Dad had been in great spirits since he started on the new research. He had devised a programme that compared the squirrel genomes with the human one, which had already been analysed and recorded. A huge percentage of human genes are shared with other animal species, but Dad wasn’t interested in those. Any gene sequence that was the same in both human and squirrel genomes was discarded, so all that was left at the end were the genes that were peculiar to the squirrels. He then ran the red and the grey side by side through the programme, and it eliminated all the squirrel genes that they had in common. What was left at the end was the differences. There was still a phenomenal amount of information there for him to analyse, but it was a lot easier to manage in its reduced state.

His only worry was that for nearly a year after he started work there was no concrete evidence of an actual lab for him to use for the practical side of the project. He found it very hard to get in touch with Mr Davenport, who didn’t appear to have a regular office but operated on a system of perpetually changing mobile phone numbers. Whenever he did succeed in contacting him he was always given the same story: it was progressing well and there was no need to worry about it. No matter how hard Dad pressed him, Davenport refused to give any details about where the lab would be, and Dad eventually came to believe that there never would be a lab, and that the whole project would disappear as suddenly and as finally as the flat-worm one. But he was wrong. One day, out of the blue, Davenport arrived in a Mercedes and took Dad away to see the new complex. When he came back we were all amazed and delighted to learn that it was only about four miles away. Dad had been afraid that it might be in another county somewhere and that he’d be faced with logistical problems about Alex and me. As it was, with the lab so close, he could still be here when we came home from school, and if he needed to put in more hours he could start early in the mornings or go back to work in the evenings. As far as Mr Davenport was concerned it was entirely up to him. He had confidence in Dad’s integrity and no one was counting the hours he put in. What most people wouldn’t give for a boss like that, eh? That’s what we thought too.

The only time I ever met him was the day he came to take Dad to the lab. When they came back Dad was beaming all over his face. It was clear he very much liked what he had seen.
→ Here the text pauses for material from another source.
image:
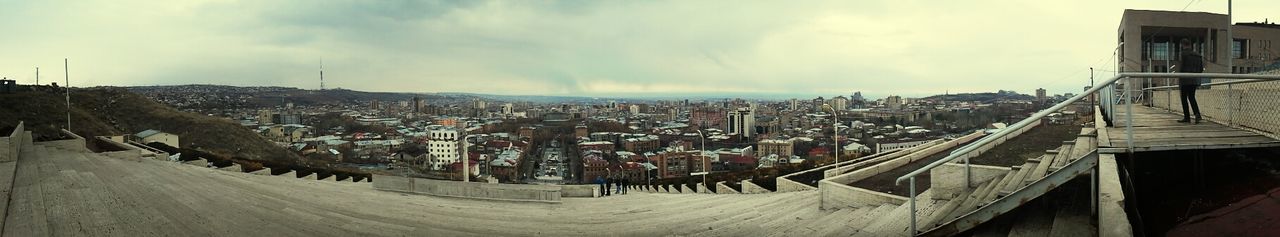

He went to get some paperwork from his study and Mr Davenport sat down with Alex and me in the kitchen. I can see his face now in my mind’s eye and it still gives me the shivers. He was tall and heavily built and he had thinning hair, pepper and salt. He had sunglasses that he never took off, so I couldn’t say what colour his eyes were. He had jowls, I remember, like a bulldog. I didn’t like him. He frightened me, and Alex as well, I think, telling us how important it was that nobody, not even our best friends, should get to hear about what Dad was doing, and he went on and on about animal rights activists and how dangerous they could be. He spoke to us as if we were mentally deficient, but it was clear that he was doing his best to be nice. It didn’t work, though. We just felt threatened.